The Court of Appeal came to the rescue of an RTM Company in respect of “trivial defects” made when exercising the right to manage in the recent case of Elim Court RTM Co Ltd v Avon Freeholds Limited [2017] EWCA Civ 89.

It was the RTM company’s third attempt to invoke the right to manage under the Commonhold and Leasehold Reform Act 2002. It appealed the decision of the Upper Tribunal which had determined that various procedural defects in the notices served in the statutory process caused the claim to fail.

The appeal was allowed, the Court of Appeal considering that the failure to comply with every trivial detail in either the statutory notices or the procedure will not always invalidate notices. The decision demonstrates the shift away from the classification of statutory requirements as either “mandatory” or “directory”. Following the principles laid down in the case of Natt v Osman [2014] EWCA Civ 1520, the Court focused on the substance of the statute and the consequences of non-compliance. It considered whether Parliament had intended that a landlord should succeed in obstructing the acquisition of rights by relying on what it considered to be minor defects.

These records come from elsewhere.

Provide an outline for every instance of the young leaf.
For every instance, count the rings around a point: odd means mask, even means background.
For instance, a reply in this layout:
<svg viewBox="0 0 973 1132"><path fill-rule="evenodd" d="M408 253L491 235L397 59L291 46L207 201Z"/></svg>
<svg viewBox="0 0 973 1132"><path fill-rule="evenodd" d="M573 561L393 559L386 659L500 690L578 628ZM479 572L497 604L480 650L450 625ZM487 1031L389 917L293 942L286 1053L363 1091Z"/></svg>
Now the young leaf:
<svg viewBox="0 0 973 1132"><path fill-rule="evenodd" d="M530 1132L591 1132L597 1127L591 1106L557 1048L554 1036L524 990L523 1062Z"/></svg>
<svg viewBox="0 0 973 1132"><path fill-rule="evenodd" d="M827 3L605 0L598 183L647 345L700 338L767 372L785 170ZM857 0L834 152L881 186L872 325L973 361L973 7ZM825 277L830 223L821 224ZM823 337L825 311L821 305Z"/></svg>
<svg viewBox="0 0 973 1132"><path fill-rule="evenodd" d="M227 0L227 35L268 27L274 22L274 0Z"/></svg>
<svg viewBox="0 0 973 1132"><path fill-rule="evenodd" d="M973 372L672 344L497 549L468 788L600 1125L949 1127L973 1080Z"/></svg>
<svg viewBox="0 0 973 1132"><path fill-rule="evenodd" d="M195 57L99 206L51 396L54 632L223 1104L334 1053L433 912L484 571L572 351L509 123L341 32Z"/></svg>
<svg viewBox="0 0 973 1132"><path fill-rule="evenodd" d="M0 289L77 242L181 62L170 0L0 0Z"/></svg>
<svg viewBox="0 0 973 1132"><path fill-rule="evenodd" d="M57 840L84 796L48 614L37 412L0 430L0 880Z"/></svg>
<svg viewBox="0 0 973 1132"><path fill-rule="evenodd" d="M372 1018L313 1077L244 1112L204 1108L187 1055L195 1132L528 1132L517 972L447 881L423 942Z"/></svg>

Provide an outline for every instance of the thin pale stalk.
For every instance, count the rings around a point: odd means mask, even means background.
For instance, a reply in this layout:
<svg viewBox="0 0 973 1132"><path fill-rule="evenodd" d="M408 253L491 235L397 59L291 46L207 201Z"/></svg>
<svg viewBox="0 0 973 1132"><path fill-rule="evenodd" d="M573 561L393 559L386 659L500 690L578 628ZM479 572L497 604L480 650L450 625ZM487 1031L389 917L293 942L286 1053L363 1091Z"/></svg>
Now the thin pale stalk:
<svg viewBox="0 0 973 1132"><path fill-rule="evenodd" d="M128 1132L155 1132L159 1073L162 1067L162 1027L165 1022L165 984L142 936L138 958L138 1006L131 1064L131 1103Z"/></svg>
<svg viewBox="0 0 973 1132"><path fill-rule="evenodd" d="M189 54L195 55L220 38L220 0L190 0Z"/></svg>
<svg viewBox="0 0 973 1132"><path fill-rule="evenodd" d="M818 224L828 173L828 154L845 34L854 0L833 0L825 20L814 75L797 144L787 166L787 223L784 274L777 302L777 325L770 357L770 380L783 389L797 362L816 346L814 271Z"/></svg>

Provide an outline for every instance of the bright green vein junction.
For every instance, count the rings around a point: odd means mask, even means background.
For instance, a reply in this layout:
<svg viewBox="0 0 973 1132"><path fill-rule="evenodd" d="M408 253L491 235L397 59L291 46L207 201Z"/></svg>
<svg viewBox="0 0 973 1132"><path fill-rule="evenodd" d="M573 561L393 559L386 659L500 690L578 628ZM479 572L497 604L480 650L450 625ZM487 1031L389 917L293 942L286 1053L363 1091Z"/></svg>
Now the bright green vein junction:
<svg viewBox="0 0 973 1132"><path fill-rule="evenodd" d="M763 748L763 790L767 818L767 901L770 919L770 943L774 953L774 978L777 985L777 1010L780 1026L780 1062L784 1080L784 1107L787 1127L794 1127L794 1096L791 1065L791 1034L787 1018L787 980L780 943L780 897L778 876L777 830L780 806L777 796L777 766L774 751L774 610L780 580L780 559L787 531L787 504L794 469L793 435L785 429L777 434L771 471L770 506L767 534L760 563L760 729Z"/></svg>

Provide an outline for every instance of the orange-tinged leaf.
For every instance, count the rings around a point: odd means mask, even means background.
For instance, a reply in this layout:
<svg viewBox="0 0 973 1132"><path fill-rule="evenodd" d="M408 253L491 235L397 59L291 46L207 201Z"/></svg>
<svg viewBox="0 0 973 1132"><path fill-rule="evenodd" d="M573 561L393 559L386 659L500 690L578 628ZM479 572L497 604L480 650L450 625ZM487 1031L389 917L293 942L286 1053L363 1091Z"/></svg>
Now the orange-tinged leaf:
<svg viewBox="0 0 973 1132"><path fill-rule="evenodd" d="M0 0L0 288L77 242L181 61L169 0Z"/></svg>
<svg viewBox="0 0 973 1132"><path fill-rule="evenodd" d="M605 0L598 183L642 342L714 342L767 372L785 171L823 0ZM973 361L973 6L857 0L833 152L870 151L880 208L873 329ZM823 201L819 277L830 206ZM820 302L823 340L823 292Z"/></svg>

The Court acknowledged that whilst it had been Parliament’s intention that the statutory procedures should have been as simple as possible, in fact the procedures in place have far from eliminated the scope for dispute. L J Lewisham considered that the existing procedure contained “traps for the unwary” which served to provide landlords the opportunity to take objections based on technical points which he considered to be of no significant consequence but which “bedevilled” the right to manage.

Whilst leaseholders may be relieved at the Court of Appeal’s finding in this case, best practice dictates that compliance with the law and procedure is still required to avoid potential disputes and the uncertainty, delays and costs that may flow.